Fa da contraltare il fatto che, a meno di un anno di distanza dalla scoperta del virus, milioni di persone siano già state vaccinate con vaccini ottenuti con piattaforme vaccinali innovative: nel rispetto delle normative vigenti questa è una palese dimostrazione che laddove esistano gli schematismi metodologici (soprattutto i tempi!!) sono superabili senza inficiare la credibilità dei risultati.

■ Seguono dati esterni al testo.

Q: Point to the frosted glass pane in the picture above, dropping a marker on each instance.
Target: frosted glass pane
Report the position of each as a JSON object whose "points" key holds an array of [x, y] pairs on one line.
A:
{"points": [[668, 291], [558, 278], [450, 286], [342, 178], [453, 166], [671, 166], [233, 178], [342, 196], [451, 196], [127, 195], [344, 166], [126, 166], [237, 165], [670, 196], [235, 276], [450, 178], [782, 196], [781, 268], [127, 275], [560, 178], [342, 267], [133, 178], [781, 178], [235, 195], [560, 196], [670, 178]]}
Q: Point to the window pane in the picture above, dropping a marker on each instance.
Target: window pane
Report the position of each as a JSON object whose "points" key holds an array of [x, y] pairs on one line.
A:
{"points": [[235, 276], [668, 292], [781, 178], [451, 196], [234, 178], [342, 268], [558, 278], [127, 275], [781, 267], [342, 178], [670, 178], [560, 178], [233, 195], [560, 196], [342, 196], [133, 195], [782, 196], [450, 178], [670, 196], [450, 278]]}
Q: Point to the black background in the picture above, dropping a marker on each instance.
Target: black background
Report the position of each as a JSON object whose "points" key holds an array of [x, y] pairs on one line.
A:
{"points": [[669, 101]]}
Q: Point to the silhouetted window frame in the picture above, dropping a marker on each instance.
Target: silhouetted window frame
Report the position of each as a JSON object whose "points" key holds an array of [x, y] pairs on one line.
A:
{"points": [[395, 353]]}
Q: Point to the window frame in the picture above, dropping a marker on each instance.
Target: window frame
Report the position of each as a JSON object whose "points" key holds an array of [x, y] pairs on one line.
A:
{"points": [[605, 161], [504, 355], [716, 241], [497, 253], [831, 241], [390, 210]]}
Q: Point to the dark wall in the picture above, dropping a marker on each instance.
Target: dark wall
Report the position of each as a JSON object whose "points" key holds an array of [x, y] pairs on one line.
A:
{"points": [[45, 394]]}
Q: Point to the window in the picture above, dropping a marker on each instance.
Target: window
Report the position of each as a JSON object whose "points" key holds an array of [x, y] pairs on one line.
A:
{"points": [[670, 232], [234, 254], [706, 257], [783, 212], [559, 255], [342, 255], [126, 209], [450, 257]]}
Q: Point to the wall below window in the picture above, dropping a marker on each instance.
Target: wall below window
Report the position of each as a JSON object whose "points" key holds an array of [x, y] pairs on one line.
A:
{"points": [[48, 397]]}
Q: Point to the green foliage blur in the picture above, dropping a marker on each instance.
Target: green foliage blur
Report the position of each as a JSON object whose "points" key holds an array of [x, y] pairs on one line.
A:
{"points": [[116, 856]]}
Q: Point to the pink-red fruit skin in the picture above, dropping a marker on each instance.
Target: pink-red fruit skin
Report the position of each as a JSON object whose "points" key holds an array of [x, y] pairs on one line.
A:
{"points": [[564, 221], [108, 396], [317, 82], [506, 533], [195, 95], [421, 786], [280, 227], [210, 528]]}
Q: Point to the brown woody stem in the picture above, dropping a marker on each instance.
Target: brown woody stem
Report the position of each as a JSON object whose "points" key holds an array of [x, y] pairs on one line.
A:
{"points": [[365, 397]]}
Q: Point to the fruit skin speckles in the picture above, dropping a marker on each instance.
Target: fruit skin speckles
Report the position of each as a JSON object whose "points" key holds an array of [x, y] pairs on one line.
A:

Più complicato appare mantenere blindate le indicazioni previste dai programmi di vaccinazione degli Stati con le priorità ad oggi universalmente condivise: operatori sanitari, ultra ottantenni, popolazioni fragili, fasce di età. Una vaccinazione di massa di questa portata non è mai stata fatta e la urgenza di cercare di raggiungere il più rapidamente possibile l’immunità di gregge è evidente. Modulare un piano di interventi anche in base a variabili non incluse ed includibili nelle schede tecniche dei vaccini, come la disponibilità dei singoli vaccini, le facilities per vaccinare, l’andamento dei diversi focolai epidemici è imposto dalla drammaticità della situazione dalle notevoli differenze che caratterizzano i singoli programmi di vaccinazione. Alternative come aumentare la distanza tra la prima e la seconda dose e procrastinare la vaccinazione per coloro che hanno fatto la malattia da SARS-CoV-2 sono state praticate e saranno probabilmente inevitabili, non vanno viste con il pregiudizio del rigore metodologico ma nella prospettiva di ricavarne informazioni su praticabilità ed efficacia sullo spread epidemico che attualmente non abbiamo. Un enorme programma di investimenti sulla salute è necessario e deve tenere conto del fatto che oltre che a tamponare le carenze assistenziali della fase acuta della malattia, serve un rilevante salto di qualità negli strumenti di prevenzione e controllo dell’epidemia, soprattutto a livello del territorio.